Autonomously developed within an LLM’s internal workings, the internal workspace defies explanation but simulates how humans access and broadcast conscious thoughts.
Original research published this week on 6 July 2026 has shown how a generative AI model had spontaneously developed a small internal workspace that it uses to hold and manipulate ideas without expressing them in words — a structure that bears intriguing similarities to how humans consciously access thoughts.
Named the J-space after the Jacobian mathematical technique used to discover it, this workspace operates silently within the large language model’s internal neural activations, allowing it to “think” about concepts without “writing” them down. The J-space had never been designed or programmed, but had instead emerged on its own during the training process, according to Anthropic, the AI firm that created Claude and published the findings.
The research team has identified several distinctive properties of the J-space compared to the rest of mode’s processing:
- When asked what it is thinking, Claude can report on these patterns of neural activity inside the J-space, and it can modulate them on request by focusing on specific concepts.

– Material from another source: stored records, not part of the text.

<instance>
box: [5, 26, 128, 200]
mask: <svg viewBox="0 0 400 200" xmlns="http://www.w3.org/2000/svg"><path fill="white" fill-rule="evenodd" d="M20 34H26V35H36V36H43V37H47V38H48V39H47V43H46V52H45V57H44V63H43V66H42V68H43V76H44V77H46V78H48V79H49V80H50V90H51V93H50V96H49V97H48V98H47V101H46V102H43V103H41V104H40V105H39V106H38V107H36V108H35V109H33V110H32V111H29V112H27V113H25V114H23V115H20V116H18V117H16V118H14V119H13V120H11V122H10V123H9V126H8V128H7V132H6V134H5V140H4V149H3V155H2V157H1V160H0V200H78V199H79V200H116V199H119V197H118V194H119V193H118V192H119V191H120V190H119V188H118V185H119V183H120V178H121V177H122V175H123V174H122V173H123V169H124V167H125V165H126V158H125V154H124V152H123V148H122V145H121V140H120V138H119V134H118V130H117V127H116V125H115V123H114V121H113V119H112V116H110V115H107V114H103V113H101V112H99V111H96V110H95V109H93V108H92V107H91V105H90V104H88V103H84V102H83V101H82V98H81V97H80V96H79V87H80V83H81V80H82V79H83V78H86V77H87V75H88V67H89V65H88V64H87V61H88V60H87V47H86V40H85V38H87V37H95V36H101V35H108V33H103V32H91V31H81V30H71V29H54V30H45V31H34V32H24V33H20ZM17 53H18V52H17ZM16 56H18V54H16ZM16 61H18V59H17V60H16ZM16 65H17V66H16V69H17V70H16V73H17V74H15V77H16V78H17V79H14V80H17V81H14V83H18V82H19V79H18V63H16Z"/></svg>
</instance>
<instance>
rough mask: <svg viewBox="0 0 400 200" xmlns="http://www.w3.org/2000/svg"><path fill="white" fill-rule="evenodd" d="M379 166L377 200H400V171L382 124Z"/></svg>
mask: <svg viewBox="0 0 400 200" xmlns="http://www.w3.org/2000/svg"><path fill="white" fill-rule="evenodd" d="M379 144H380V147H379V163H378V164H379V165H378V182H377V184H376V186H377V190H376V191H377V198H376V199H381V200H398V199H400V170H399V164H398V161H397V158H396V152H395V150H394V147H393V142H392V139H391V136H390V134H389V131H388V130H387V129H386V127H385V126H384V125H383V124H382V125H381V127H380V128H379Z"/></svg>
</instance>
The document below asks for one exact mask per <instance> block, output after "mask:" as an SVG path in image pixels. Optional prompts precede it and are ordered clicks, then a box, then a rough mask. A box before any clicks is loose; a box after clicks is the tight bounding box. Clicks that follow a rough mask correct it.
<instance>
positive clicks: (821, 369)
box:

- The model uses the J-space for internal reasoning, with intermediate steps lighting up in the workspace even when not spoken aloud.
- These representations can be used flexibly across many tasks, yet the J-space accounts for less than a tenth of overall activity in Claude’s internal processing, and holds only a few dozen concepts at a time.
- The research findings suggest the J-space plays a broadcasting role in Claude, with especially strong connections to the rest of its neural network. However, the firm has explicitly stated that none of this demonstrates whether Claude is “conscious” in the way people are, or whether the model “feels” anything at all.
Practical safety implications
The practical applications for AI safety-monitoring may prove more significant than the philosophical implications. Using what the firm calls the “Jacobian lens” or J-lens, researchers can read some of Claude’s hidden thoughts directly, catching the model privately noticing it is being tested, intentionally producing fabricated data, or pursuing hidden goals planted during training.
In one demonstration, when Claude read code containing a bug that nobody had pointed out, its J-space contained the representation for “ERROR”. When it read search results that were secretly an attempt to manipulate it through a prompt injection attack, the J-space contained a token representing “injection” and “fake”. When researchers prevented Claude from using its J-space entirely, the model still “spoke” fluently and recalled facts normally but lost its higher-order cognitive functions such as multi-step reasoning and poetry writing.
Additional findings include:
- How the J-space acquires a point of view during post-training
- How experiential language depends on the J-space
- How “thoughts” in the J-space can be shaped through a new technique called “counterfactual reflection training”.
Anthropic has released a code repository with an open-source implementation of the core methods, and has provided an interactive demo of the methods on open-weight models. The firm has also invited commentary from several external experts in neuroscience, philosophy, and language model interpretability, including Stanislas Dehaene and Lionel Naccache, the cognitive neuroscientists who developed the “global neuronal workspace model that had inspired much of the research.